How Prathyusha Ramanjaneyulu at Celonis Eliminated Dev Environment Overhead for 600 Engineers

#kubernetes #productivity #devops #docker

I recently spoke with Prathyusha Ramanjaneyulu, a Senior Software Engineer at Celonis. She owns the local development component of the organization's internal developer tooling and is responsible for maintaining high velocity for over 600 developers. The conversation was about a problem that comes up at nearly every large engineering org: how do you give hundreds of developers a way to test their code against a real environment without having them being slowed down by CI and staging deployments? She described environments that took weeks to set up, 3+ hours a week lost to VM maintenance, and teams blocked whenever someone pushed a bad change. This is a recap of that conversation. I'll share the approaches she was using, the issues she faced with those, and how mirrord helped her finally solve this problem.

The problems she told me are ones I think many engineers at large companies will relate to and can learn from.

The Nature of the Bottleneck at Scale

The engineering org she works with has around 600 developers building applications that have a microservices architecture and are deployed on Kubernetes. The nature of that setup means that when an engineer is working on a single service, their code doesn't run in isolation but it depends on a web of other services, databases, and queues. Testing even a small change means the service needs to interact with those dependencies in a way that reflects what actually happens in production.

What she had tried

Before landing on a solution that worked, she went through two approaches.

Approach 1: Run everything locally

Every engineer would clone, compile, and run all the services their code depended on locally, which in an org of that size meant a lot of repos and a lot of compute. And even after spending the time to do all that, the machines were so resource-constrained while running all of it that engineers couldn't do much else at the same time. And because each engineer was running services they hadn't written, they'd inevitably run into issues they had no context to debug. This led to them spending time on problems that had nothing to do with the code they were actually trying to test.
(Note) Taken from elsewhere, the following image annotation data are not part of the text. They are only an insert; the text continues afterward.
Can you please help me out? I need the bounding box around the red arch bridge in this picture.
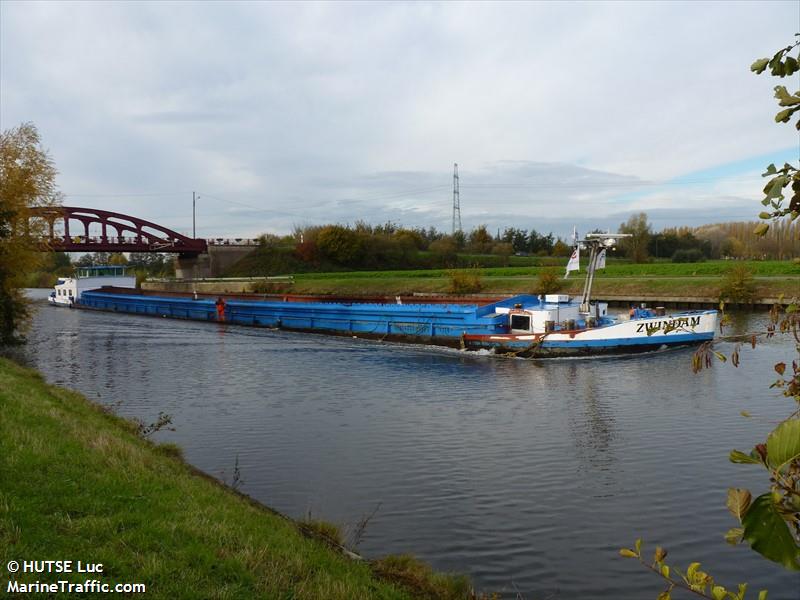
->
[32,206,258,258]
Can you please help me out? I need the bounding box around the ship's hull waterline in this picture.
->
[79,290,717,358]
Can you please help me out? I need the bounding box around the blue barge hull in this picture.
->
[80,290,536,346]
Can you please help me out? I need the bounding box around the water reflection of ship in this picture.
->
[566,364,617,472]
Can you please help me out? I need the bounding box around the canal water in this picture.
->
[21,291,800,600]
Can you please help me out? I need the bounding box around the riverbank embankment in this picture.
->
[0,358,472,600]
[142,265,800,309]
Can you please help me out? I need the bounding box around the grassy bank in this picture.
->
[282,261,800,298]
[0,358,476,599]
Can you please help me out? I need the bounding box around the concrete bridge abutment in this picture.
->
[175,245,257,279]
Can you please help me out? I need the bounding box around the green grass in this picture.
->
[0,358,478,600]
[295,259,800,281]
[280,261,800,298]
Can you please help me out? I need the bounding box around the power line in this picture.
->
[453,163,461,235]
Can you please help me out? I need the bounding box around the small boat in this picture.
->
[78,234,717,358]
[48,265,136,308]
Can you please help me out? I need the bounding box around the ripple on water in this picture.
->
[23,307,800,600]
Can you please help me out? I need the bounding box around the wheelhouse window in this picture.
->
[511,315,531,331]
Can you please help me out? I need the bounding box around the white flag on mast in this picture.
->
[564,246,581,279]
[595,248,606,269]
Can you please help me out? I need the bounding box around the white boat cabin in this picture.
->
[49,265,136,306]
[497,294,608,333]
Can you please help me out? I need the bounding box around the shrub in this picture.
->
[372,554,476,600]
[447,269,483,294]
[672,248,706,262]
[300,518,344,546]
[719,263,756,304]
[250,280,292,294]
[535,268,564,294]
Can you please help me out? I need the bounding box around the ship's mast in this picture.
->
[580,233,631,313]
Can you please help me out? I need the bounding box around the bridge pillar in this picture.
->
[175,245,257,279]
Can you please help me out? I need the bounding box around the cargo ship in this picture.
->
[72,234,717,358]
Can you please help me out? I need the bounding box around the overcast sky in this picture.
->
[0,0,800,237]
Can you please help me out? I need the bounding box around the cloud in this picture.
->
[0,1,799,236]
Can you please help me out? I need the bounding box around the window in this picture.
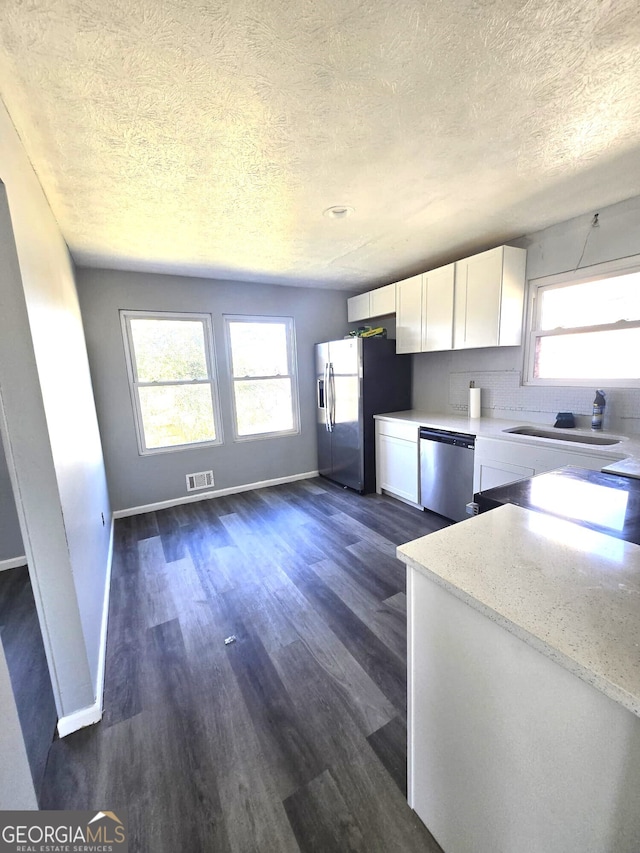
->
[225,316,300,440]
[525,253,640,387]
[121,311,222,454]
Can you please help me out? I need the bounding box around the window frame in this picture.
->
[223,314,301,442]
[522,255,640,388]
[120,309,224,456]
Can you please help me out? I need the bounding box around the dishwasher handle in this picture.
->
[420,427,476,450]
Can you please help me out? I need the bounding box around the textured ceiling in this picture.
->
[0,0,640,289]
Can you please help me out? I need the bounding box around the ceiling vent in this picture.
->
[187,471,213,492]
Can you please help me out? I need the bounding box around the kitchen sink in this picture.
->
[502,427,620,445]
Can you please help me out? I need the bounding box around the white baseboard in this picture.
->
[58,696,102,737]
[58,518,115,737]
[0,557,27,572]
[113,471,318,518]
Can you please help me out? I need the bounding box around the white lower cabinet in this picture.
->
[473,436,611,492]
[376,421,419,504]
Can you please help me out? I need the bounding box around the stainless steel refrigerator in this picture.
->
[315,338,411,492]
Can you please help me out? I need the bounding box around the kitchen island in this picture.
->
[398,505,640,853]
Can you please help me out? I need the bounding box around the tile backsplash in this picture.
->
[448,370,640,433]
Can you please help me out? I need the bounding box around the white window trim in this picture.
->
[120,310,224,456]
[522,255,640,388]
[224,314,300,442]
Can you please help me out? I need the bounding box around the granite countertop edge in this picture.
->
[396,543,640,717]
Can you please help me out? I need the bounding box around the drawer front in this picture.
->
[377,421,418,444]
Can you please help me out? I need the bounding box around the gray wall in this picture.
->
[0,436,24,563]
[77,269,351,510]
[413,198,640,433]
[0,96,110,716]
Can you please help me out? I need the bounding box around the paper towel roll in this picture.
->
[469,388,482,418]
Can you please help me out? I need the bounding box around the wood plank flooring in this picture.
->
[41,479,445,853]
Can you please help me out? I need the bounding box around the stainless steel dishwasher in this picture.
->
[420,427,476,521]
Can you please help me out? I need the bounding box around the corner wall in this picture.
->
[413,197,640,433]
[0,436,24,571]
[0,104,110,717]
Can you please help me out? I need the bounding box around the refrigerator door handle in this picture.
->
[324,362,331,432]
[329,364,336,432]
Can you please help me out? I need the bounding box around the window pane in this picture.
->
[131,318,209,382]
[229,321,289,376]
[234,379,294,435]
[138,385,216,448]
[540,273,640,330]
[534,328,640,379]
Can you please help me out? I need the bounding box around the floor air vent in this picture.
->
[187,471,213,492]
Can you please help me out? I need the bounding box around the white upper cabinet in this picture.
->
[453,246,527,349]
[396,274,422,353]
[347,284,396,323]
[369,284,396,317]
[347,293,371,323]
[421,264,456,352]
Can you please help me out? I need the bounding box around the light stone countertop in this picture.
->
[397,505,640,716]
[374,409,640,466]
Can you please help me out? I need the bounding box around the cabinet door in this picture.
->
[422,264,456,352]
[376,435,418,503]
[453,246,503,349]
[347,291,371,323]
[369,284,396,317]
[396,275,422,353]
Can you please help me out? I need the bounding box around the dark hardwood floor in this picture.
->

Approach 2: Shared VM + some local services

The second approach moved some services to a shared virtual machine (VM) while keeping others running locally. That got the initial environment setup time down from the weeks required by the all-local approach to roughly a day and a half, which was meaningful progress. But it introduced a different set of problems. Engineers were spending 3+ hours a week on VM maintenance and things like debugging connectivity issues. This was time that had nothing to do with writing code. And because the VM was shared, when one engineer's change broke something, everyone working against that environment was blocked until it was resolved. The bottleneck had moved, but it hadn't gone away.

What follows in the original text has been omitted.